The duckweed-filled pond of Old Mission Dam and Flume, built from 1813 to 1816 to provide water for crops and livestock at the Mission San Diego de Alcala.

The signage mentioned "Indian laborers" and the use of "human hands" under "Franciscan missionary supervision" to build the dam.

One sign said, "In the early 1800's, the Spanish saw the need to control the flow of water to provide it year-round for their permanent settlements. To solve this problem, engineers trained in Mexico supervised Kumeyaay Indian laborers in building one of the first major irrigation projects in the western United States."

No mention of the fact that permanent settlements were an act of genocide on stolen land.

No mention that the "Indian laborers" were likely working under conditions akin to slavery.

No mention that the Kumeyaay lived here and stewarded these lands and waters for 600 generations -- 12,000 years -- without needing to dam the rivers.

No mention that the Kumeyaay continue to live here.

No mention that major irrigation projects in the western United States have become one of the greatest environmental and human rights disasters (see: Colorado River).

Old Mission Dam from a lookout point above.

Hiking through the desert broom and Fremont cottonwoods and western sycamores of this valley, I was reminded that environmental justice and social justice are deeply linked.

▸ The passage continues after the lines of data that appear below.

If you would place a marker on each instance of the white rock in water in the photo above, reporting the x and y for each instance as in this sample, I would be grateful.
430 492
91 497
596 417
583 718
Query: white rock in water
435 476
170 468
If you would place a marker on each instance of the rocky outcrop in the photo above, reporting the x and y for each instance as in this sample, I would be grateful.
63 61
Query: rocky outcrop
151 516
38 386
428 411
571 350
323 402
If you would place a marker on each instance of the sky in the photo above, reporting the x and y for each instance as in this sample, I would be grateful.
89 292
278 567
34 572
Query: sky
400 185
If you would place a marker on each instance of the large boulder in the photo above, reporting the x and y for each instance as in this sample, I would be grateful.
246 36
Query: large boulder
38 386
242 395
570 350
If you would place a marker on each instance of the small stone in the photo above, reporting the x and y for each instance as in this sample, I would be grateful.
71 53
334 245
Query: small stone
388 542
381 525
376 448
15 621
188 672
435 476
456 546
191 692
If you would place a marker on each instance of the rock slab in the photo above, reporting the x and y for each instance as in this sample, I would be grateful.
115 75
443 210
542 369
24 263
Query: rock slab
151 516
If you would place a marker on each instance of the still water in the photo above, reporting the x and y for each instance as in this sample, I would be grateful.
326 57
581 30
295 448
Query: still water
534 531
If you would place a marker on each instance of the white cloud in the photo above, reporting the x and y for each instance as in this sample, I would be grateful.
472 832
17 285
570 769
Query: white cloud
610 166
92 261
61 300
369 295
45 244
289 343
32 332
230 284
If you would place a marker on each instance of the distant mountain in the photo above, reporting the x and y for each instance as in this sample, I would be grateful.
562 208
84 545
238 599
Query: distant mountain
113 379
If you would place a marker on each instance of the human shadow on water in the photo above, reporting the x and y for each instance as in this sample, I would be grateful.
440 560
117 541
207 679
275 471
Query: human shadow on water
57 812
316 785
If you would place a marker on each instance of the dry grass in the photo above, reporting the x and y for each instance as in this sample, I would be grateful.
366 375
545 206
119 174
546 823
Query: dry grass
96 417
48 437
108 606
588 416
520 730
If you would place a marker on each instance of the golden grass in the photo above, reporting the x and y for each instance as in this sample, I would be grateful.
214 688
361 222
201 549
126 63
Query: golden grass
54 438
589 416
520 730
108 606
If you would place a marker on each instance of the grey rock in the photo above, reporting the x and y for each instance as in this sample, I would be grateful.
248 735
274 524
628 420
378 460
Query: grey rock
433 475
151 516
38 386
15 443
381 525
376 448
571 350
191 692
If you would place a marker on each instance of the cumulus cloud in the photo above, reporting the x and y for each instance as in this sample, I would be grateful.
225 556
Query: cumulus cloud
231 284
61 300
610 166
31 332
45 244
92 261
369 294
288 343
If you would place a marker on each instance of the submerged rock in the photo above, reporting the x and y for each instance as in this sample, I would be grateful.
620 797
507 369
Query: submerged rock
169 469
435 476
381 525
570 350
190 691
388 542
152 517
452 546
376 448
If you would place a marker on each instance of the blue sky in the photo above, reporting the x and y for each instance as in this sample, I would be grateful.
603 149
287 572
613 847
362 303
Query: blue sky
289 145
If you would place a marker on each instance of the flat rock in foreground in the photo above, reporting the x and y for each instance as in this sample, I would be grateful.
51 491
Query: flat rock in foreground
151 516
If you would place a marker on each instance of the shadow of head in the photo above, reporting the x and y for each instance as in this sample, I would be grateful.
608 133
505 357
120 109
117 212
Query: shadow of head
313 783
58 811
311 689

Last year, I was honored to join an excellent virtual seminar (free for community members!) at Syracuse University called Climates of Resistance, led by Dr. Becca Farnum, about environmental inequalities and the active resistance of Black and Indigenous People and People of Color. If Becca is able to run the class again, I highly recommend it. I will never again see the oppression -- or liberation -- of lands, waters, and people as disconnected.

My favorite find of the week: a Gould beanclam (Donax gouldii) and, attached to its asymmetrical shell, a bean clam hydroid (Eucheilota bakeri).

There were thousands upon thousands of these little beanclams exposed on the low-tide sand, each one with a symbiotic specialist hydroid attached!

Hydroids are cnidarians, in the same phylum as jellyfish and sea anemones. Like their jelly cousins, they are predators that hunt microscopic plankton prey using stinging harpoon cells called nematocysts. Apparently, the nematocysts of bean clam hydroids aren't big enough to sting through human finger skin because I touched a lot of them today and didn't feel a thing.

When the Gould bean clams were buried under the sand, their hydroid hitchhikers were aboveground, waving in the cold salty water as it washed over them in the rising tide. It's obvious what the hydroid gets out of the bargain -- a hard substrate to attach to and feed from. What does the bean clam have to gain? Maybe the rough, stinging hydroid makes the clams less appetizing to predators? Or maybe the hydroid is a parasite, taking without giving in return?

A lone venus clam (Chione sp.) surrounded by Gould bean clams.

A very low tide exposing a rusting naval base boundary fence made for a great opportunity to see gooseneck barnacles (Pollicipes polymerus). Fun fact: I wrote the Wikipedia page for this species when  I was in high school... ðŸ¤“

I have literally no idea what these translucent tiny magenta spheres are, and I love that.

A flock of marbled godwits and willets probe the wet Pacific sand.

The carapace of a graceful rock crab (Metacarcinus gracilis). Whoever named this species was having a more generous day than the guy who named two other beach finds:

... the socially odd "eccentric sand dollar" (Dendraster excentricus)...

... and the apparently exasperating "Turkish towel" (Chondracanthus exasperatus).

A final favorite of the day, a tenacious bryozoan known as Sargassum sea mat
(Jellyella tuberculata). If I have a kid, I'll be damned if I'm not naming her Jellyella.


🕊 



I'm not ready for the XIST season to be over -- like, at all. But at least there are marine invertebrates and desert plants to turn to when the last frisbee hits the turf, for now.